On Sat, 29 Dec 2018 02:45:49 +0000
"Wang, Wei W" <> wrote:

> On Friday, December 28, 2018 3:57 PM, Christian Borntraeger wrote:
> > On 28.12.2018 03:26, Wei Wang wrote:
> > > Some vqs don't need to be allocated when the related feature bits are
> > > disabled. Callers notice the vq allocation layer by setting the
> > > related names[i] to be NULL.
> > >
> > > This patch series fixes the find_vqs implementations to handle this case.
> >
> > So the random crashes during boot are gone.
> > What still does not work is actually using the balloon.
> >
> > So in the qemu monitor using lets say "balloon 1000" will hang the guest.
> > Seems to be a deadlock in the virtio-ccw code.

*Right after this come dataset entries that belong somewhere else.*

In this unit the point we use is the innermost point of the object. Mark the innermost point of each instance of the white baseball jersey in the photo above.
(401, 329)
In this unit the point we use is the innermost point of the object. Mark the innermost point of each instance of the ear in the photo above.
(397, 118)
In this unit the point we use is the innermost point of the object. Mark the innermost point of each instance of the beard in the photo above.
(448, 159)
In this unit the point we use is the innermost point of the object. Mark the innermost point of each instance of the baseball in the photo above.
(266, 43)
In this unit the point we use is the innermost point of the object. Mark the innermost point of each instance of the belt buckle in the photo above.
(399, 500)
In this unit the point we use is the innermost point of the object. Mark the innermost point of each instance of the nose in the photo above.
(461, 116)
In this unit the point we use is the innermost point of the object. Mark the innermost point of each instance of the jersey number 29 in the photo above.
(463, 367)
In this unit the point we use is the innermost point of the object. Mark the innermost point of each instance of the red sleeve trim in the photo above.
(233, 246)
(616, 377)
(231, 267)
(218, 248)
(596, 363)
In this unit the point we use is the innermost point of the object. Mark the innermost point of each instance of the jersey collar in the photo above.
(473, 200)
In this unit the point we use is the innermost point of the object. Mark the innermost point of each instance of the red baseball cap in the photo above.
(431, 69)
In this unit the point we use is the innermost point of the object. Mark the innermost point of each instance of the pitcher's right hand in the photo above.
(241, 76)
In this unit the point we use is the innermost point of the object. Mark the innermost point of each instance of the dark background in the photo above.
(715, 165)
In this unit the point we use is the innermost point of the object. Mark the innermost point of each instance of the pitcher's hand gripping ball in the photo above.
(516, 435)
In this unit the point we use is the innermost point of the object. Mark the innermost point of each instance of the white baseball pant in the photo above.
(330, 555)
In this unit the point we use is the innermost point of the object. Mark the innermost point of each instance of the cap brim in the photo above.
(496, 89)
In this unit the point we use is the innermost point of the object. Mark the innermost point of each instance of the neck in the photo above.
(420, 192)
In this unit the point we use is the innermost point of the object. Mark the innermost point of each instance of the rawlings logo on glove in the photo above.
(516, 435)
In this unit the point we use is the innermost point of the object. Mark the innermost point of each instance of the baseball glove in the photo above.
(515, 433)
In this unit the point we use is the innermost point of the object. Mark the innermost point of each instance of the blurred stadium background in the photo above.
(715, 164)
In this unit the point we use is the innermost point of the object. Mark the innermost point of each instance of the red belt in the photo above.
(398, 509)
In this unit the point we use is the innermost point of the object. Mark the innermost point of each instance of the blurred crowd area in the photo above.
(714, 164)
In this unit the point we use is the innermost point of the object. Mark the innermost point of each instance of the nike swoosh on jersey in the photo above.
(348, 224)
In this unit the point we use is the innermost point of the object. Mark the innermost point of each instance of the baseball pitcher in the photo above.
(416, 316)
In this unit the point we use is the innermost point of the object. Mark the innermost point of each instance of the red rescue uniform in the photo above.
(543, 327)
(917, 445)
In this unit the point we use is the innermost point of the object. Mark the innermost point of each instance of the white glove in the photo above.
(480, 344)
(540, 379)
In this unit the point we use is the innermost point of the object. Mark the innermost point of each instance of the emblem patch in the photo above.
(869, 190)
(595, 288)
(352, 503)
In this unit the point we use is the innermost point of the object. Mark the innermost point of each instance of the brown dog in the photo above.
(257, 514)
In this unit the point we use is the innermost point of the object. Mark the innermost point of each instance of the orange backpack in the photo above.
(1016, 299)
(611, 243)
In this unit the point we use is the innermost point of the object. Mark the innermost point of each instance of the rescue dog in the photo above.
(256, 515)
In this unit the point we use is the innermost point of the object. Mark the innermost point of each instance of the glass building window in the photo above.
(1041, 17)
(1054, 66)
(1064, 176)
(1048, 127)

We seem to call the config
> > code in the interrupt handler.
> Yes. It reads a config register from the interrupt handler. Do you know why ccw doesn't support it and has some internal lock that caused the deadlock issue?
> Best,
> Wei

I guess you are the first one trying to read virtio config from within
interrupt context. AFAICT this never worked.

About what happens. The apidoc of ccw_device_start() says it needs to be
called with the ccw device lock held, so ccw_io_helper() tries to take
it (since forever I guess). OTOH do_cio_interrupt() takes the subchannel
lock and io_subchannel_initialize_dev() makes the ccw device lock be the
subchannel lock. That means when one tries to get virtio config form
within a cio interrupt context we deadlock, because we try to take a lock
we already have.

That said, I don't think this limitation is by design (i.e. intended).
Maybe Connie can help us with that question. AFAIK we have nothing
documented regarding this (neither that can nor can't).

Obviously, there are multiple ways around this problem, and at the
moment I can't tell which would be my preferred one.